We bonded a lot over our shared appreciation of the little bits of freedom that many teenagers take for granted. We had both been institutionalized for mental illness, so we got excited about things like being allowed to wear shoes, listen to the radio, and have private conversations. When Laura and I first met, I said something profane, and her face lit up and she exclaimed, “Wow! We’re allowed to swear here?!”

Being allowed to go outside by ourselves felt like the ultimate freedom. I have fond memories of warm autumn nights when we’d walk to the public boat launch on the lake. We’d sit on the dock with our toes in the water and look up at the stars. I’m glad we got to do that together. When you’re in an institution and you get to go outside at all, you don’t get to see the stars.

Laura idolized me. I liked it at first because it made me feel important. But after a while I got sick of her always smoking my cigarettes and wanting to go everywhere with me. I needed breaks from her sometimes. We had been fighting when she died. I had wanted space from her, but then she was gone. I was absolutely devastated. I fell into a deep depression. I went over a month without changing my clothes or bathing.

One important thing I learned from Laura’s death was that losing a loved one unexpectedly is extremely painful, even if you haven’t really enjoyed their company lately. That is to say, even if everyone is sick of me, a lot of people would probably be really devastated if I died. When I have felt suicidal, I have not been able to convince myself that it wouldn’t hurt anyone if I died.

Laura suffered a lot in her short life. Her mental illness made her life scary. The illness itself frightened her. “Getting help” always felt like a punishment. People were mean to her because she was strange. My memories of Laura have shaped my activism. I like to imagine a world where she could have felt safe.

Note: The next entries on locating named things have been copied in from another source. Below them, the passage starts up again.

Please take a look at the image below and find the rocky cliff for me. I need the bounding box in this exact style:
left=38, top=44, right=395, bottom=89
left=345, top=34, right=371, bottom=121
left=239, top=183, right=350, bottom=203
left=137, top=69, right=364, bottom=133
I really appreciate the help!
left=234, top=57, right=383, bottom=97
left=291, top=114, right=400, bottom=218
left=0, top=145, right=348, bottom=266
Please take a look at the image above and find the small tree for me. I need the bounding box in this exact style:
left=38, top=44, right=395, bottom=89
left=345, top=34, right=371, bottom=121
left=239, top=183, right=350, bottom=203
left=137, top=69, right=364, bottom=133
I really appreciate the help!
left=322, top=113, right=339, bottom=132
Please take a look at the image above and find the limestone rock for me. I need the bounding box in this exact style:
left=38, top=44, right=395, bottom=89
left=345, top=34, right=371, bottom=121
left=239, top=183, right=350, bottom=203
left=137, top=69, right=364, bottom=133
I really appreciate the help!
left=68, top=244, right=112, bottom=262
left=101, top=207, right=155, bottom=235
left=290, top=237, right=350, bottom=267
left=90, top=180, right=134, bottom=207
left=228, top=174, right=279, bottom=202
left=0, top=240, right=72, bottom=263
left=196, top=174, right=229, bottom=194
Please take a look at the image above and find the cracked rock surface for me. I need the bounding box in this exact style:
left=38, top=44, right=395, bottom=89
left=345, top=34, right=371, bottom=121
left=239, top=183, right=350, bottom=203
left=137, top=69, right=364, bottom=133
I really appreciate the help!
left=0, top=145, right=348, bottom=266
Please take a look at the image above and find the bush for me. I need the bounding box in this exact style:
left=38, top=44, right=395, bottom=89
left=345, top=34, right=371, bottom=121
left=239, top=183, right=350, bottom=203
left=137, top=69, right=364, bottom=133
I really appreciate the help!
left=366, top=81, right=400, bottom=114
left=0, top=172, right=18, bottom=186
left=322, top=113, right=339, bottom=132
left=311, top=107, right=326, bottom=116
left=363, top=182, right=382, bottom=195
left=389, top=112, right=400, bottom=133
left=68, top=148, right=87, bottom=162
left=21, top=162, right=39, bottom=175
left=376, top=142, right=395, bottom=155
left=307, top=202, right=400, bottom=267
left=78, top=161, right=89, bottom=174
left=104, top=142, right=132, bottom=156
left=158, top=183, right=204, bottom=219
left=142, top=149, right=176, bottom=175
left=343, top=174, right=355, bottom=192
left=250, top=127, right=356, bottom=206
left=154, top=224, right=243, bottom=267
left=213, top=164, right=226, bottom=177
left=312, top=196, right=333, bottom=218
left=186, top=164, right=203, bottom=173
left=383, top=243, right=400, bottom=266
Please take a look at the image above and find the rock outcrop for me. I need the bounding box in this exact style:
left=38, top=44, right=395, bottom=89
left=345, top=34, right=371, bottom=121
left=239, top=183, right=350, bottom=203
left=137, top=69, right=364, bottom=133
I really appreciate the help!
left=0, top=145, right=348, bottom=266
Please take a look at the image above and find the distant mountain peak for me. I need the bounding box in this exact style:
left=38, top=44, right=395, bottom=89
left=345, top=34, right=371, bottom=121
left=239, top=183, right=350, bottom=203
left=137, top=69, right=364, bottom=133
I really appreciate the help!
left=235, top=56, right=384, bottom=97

I think about her when I try to encourage others to be respectful with how they talk about people with mental illnesses. I think about her when I try to raise awareness of the punishment camps we call mental health care facilities. I think about her when I try to make my neighborhood more walkable.

Raising Intensity

When I was 14 (and 15), I spent 8 months in the non-secure part of a large correctional facility. I was in a building called the “shelter.” I had been told it was a residential mental health care center, but it was the unlocked building on a prison campus. The shelter primarily housed discarded young people who hadn’t committed any crimes. It was bad there. It was a punishment-centered program, and I got punished several times a day for being hard-of-hearing and for experiencing side effects from my medications.

Twenty years later, I continue to experience PTSD symptoms from that placement multiple times every week. Sometimes it comes up in my weekly therapy. A month or so ago, my therapist told me that she thinks there are a few ways in which the Lino shelter is a little better than it was a decade ago, but they still do some really messed up stuff, such as “raising intensity.”

I came home from therapy, talking about how raising intensity is not a way to help anyone. Elysa asked about the practice, and I said, “Oh yeah, that’s when everyone stands in a circle around the accused and screams and swears at them and calls them names. Sometimes staff members even throw furniture. If you get spit on your lips from someone screaming in your face, you’re not allowed to wipe it away.” She was kind of horrified. I suppose that’s a healthier response than my learned indifference.